Les raisons de la colère

Lucie MAHIEU, Il nous faut drainer la colère, Academia, 2021, 224 p., 18 €, ISBN : 978-2-8061-0571-4

mahieu il nous faut drainer la colereLucie Mahieu, l‘autrice, est coordinatrice d’une maison d’accueil pour adultes à Mons. On y croise des personnes en grande précarité, de celles qui ne rentrent plus dans aucun créneau d’aide classique et qui se trouvent le plus souvent sans logement. Il nous faut drainer la colère, échos de la maison d’accueil Saint Paul rassemble des articles qu’elle a écrits au cours des vingt dernières années et qui ont été publiés dans le bulletin de liaison de son institution.

Ce n’est guère chose simple de parler du malheur des autres sans tomber dans le voyeurisme ou le jugement. Il faut au contraire déployer une juste et pudique empathie et surtout dépasser l’émotion pour chercher la personne qui se cache derrière ses problèmes. En plusieurs décennies, l’autrice a croisé des milliers de personnes en besoin. Elle les a écoutées, elle a partagé des moments de leurs vies quotidiennes, elle a mené des combats administratifs avec elles, poussé les bonnes portes, parfois jusqu’à l’obtention d’un travail, d’un logement. Elle a aussi démonté avec elles les ressorts de leur débrouille pour identifier et valoriser leurs atouts, leurs forces et pour museler leurs faiblesses. Elle a le plus souvent affronté les nouveaux échecs et constaté le peu de place que notre monde réserve aux personnes qui ne sont pas dans le coup pour de multiples et complexes raisons. Et devant son clavier, elle en a extrait des réflexions d’ensemble pour pointer les nœuds essentiels des mécanismes sociétaux qui rabaissent et proposer des solutions qui ouvrent des perspectives.

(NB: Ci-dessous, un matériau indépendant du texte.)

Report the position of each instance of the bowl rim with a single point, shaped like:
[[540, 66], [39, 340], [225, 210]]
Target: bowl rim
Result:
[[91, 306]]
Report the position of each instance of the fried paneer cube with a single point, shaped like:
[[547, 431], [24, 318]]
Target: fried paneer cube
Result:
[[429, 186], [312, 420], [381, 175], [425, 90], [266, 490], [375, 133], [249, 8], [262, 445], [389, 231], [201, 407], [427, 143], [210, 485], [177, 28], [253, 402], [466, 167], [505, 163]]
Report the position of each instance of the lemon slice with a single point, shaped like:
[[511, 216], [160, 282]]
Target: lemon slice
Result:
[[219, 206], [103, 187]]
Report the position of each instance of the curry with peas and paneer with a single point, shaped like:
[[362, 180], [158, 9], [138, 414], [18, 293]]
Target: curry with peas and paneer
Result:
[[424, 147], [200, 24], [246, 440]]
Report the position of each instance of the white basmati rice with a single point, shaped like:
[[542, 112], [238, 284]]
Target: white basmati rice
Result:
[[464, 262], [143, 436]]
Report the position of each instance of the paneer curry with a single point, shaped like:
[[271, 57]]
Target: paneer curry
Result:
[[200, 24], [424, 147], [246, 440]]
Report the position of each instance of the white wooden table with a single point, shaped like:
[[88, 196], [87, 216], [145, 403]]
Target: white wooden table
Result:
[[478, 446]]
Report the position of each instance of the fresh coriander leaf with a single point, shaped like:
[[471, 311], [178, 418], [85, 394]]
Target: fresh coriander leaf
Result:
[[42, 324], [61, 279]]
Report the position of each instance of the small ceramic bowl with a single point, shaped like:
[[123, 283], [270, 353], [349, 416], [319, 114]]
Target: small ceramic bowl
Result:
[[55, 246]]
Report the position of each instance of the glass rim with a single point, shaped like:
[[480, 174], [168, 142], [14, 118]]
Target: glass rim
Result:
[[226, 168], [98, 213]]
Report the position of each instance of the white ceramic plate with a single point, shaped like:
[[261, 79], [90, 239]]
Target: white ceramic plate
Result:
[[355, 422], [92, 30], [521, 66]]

La pratique de l’écriture en marge du travail social mérite d’être mise en lumière. Lucie Mahieu a été bénévole auprès du Mouvement ATD Quart monde. Cette association a de toujours fixé parmi ses priorités la mise en mots de la grande pauvreté en passant par les récits de vie, leur publication, la production de spectacles. Pour rappeler que la misère est souvent aussi celle des mots, et que quand les gens se taisent, ils perdent une part première de leur humanité. Cet héritage se sent dans ses chroniques, les gens dont elle nous parle prennent forme humaine et repoussent les préjugés. Elle leur restitue leur place dans la mémoire collective.

Les chroniques qu’elle a sélectionnées s’inscrivent aussi dans l’actualité du moment où elles ont été écrites, mettant en évidence sa perception par les résidents et les travailleurs sociaux, jusqu’au confinement lié à la récente pandémie. Et surtout, elle nous partage ses lectures nombreuses qui nourrissent sa réflexion ou lui permettent de souffler, son amour constant de la poésie. Pour mieux souligner que l’écriture est la continuité de son travail, qu’elle le nourrit, lui donne sens, et cette association entre le faire, le lire et l’écrire est en soi une philosophie de vie qui traverse le livre entier et qui dégage une énergie bienfaisante. Pour elle, comme elle l’affirme, et à nul doute pour le lecteur.